Experimental plant communities were established in plastic containers (72 × 64 × 42 cm) with five drainage holes at the bottom. Each container was filled with a 27 cm layer of soil from hillsides in Taizhou and then topped with a 10 cm layer of a 1:1 mixture of soil and nutrient-rich potting compost (Table S3). A target density of 32 seedlings per container was achieved through sowing (800 seeds per container) and subsequent thinning, retaining only vigorous seedlings of each species. Each species within a mixture was represented by an equal number of seedlings (e.g., eight seedlings per species in four-species mixtures). The 32 seedlings were evenly distributed within the container, avoiding adjacency of conspecific seedlings where possible. Additionally, seedlings that emerged after thinning were removed.

Treatments

All containers were randomly placed under a rain shelter at Taizhou University. Three drought treatments (no, moderate and intense drought) were implemented using automatic drip irrigation systems, controlling irrigation duration to achieve target soil moisture levels. Gravimetric soil water content was maintained at 15.5%-19.8% for the treatment with no drought (similar to ambient conditions in the surrounding hills), 12.4%-15.4% for moderate drought, and 10.0%-12.6% for intense drought. Drought treatments began on March 12, 2015, 16 months after sowing the seeds of the native plant species.
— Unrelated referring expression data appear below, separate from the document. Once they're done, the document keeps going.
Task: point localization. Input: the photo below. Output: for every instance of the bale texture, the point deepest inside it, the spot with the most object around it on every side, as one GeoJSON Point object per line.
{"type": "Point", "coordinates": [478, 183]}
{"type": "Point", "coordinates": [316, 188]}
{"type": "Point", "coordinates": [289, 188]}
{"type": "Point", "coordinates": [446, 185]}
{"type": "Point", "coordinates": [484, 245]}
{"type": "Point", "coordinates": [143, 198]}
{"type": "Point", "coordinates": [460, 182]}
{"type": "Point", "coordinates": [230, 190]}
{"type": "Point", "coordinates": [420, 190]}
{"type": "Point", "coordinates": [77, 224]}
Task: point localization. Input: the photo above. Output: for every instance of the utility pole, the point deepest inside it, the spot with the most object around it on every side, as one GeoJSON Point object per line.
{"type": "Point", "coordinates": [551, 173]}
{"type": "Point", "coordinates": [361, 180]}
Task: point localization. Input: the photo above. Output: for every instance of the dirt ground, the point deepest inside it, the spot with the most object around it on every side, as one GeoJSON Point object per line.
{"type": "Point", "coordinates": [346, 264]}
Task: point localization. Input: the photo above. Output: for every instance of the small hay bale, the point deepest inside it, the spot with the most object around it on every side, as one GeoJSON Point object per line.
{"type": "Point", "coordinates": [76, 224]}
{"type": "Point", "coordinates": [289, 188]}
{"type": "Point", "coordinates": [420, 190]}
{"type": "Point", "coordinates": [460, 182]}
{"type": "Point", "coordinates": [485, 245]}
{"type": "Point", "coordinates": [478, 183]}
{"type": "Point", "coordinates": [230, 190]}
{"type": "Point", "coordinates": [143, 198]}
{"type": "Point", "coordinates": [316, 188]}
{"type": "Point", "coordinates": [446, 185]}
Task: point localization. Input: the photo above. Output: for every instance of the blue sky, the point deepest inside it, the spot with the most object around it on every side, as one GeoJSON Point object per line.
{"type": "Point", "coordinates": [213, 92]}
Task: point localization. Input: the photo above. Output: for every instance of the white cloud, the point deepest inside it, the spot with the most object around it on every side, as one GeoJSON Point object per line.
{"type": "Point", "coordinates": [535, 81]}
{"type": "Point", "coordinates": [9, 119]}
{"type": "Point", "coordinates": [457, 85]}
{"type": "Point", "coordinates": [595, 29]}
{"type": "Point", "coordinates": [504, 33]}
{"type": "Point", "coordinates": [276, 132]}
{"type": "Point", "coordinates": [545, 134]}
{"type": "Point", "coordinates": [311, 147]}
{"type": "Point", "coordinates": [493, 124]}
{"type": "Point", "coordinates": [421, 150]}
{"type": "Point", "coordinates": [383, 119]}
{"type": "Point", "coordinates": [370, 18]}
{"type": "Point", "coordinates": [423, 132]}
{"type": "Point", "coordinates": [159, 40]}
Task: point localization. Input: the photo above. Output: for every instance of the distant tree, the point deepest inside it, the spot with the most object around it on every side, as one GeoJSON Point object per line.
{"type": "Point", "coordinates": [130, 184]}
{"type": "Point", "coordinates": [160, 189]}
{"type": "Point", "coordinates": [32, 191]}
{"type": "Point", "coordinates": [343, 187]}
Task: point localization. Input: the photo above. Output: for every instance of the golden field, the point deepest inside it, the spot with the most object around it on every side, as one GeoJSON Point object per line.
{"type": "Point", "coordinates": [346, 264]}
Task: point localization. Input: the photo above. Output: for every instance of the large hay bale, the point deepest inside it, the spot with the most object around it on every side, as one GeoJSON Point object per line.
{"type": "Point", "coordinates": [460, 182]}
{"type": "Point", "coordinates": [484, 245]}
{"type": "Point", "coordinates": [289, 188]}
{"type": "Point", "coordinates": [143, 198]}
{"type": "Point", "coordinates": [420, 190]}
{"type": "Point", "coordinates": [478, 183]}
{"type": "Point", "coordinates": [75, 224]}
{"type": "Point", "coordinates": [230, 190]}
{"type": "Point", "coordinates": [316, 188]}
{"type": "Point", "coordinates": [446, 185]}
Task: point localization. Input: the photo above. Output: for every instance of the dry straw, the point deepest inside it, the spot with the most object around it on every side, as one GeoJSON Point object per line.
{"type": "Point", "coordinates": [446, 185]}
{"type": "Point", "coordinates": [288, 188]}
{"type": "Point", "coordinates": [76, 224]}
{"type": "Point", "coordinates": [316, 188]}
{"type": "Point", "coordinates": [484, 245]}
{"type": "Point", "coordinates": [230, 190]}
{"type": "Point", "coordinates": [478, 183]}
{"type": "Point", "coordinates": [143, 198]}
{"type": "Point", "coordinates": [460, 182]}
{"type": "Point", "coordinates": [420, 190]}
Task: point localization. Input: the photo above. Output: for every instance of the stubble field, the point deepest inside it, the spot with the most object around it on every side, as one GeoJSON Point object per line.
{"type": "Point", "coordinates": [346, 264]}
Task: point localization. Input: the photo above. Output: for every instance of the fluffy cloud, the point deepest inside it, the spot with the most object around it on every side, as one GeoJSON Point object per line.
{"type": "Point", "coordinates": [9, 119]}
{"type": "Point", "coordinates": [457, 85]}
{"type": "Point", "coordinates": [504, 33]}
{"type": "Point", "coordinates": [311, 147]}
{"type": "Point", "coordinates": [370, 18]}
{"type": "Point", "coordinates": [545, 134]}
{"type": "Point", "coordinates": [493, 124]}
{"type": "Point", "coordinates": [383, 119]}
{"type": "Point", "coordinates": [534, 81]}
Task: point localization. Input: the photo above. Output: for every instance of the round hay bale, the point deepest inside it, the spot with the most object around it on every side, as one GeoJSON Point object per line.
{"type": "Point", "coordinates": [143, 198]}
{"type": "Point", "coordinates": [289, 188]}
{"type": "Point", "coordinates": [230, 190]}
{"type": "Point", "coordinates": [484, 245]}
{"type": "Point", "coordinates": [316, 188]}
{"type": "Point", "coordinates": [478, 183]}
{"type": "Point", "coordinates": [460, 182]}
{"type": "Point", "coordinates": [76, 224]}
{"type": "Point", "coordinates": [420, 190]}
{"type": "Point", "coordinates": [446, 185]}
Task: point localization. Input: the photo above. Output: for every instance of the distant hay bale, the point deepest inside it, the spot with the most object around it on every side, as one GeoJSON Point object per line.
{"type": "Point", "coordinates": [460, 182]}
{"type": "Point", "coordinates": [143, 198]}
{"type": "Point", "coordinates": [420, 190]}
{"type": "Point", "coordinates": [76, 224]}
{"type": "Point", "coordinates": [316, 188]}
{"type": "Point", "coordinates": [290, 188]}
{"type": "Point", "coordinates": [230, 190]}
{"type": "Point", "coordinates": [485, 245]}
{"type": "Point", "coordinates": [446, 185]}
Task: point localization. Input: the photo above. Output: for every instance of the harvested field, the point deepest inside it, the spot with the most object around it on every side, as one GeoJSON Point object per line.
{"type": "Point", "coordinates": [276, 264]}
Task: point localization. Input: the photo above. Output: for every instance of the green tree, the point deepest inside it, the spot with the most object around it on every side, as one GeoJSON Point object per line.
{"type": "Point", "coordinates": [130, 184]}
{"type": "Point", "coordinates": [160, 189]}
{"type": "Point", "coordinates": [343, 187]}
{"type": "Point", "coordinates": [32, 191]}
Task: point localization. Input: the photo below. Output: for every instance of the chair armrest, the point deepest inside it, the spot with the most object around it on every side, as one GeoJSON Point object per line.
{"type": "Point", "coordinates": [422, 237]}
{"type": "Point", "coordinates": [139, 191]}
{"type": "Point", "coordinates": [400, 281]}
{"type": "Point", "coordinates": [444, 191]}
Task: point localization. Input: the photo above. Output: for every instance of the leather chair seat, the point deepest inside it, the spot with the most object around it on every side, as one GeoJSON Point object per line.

In December 2015, half of the experimental communities (150) were each sown with 50 seeds of the invasive annual herb Symphyotrichum subulatum, evenly distributed within the container. Four monoculture replicates of S. subulatum (50 seeds per replicate) were also established under each drought treatment. Thus, our study simulated the invasion of the alien annual, which started from seeds and covered the entire growth cycle (seeds, seedlings, and adult plants). The density of the seeds of S. subulatum was within the range of the densities observed in the field. In each container with monocultures of the invasive species, the number of seedlings of S. subulatum emerged was 10–12 under no drought, 7–8 under moderate drought, and 3–4 under intense drought.

Measurements

We harvested all communities in October 2016, by which time plants of S. subulatum had reached the adult stage. Aboveground parts were sorted by species, dried to a constant mass at 80°C, and weighed. All six monocultures of the native species Medicago sativa failed to establish (one replicate in each of the six treatment combinations), and these containers were excluded from the analysis. The final sample size was, therefore, 49 communities (container) per treatment. Five soil cores (3 cm in diameter) were randomly collected from each container. Roots were extracted by rinsing the soil cores with water, dried to a constant mass at 80°C, and weighed. Total root biomass per container was estimated based on the area of the soil cores.

The colonization rates of AMF in roots were quantified using the line-intersect method after clearing roots in 10% KOH and staining them in 0.05% trypan blue (Mcgonigle et al., 1990). For each native species in uninvaded and invaded communities with 16 native species, at least 200 intersects of root segments of ~1 cm long were scored under a light microscope at ×200 magnification. The AMF colonization rate of a species was calculated by dividing the number of the infected intersects by the total number of intersects observed.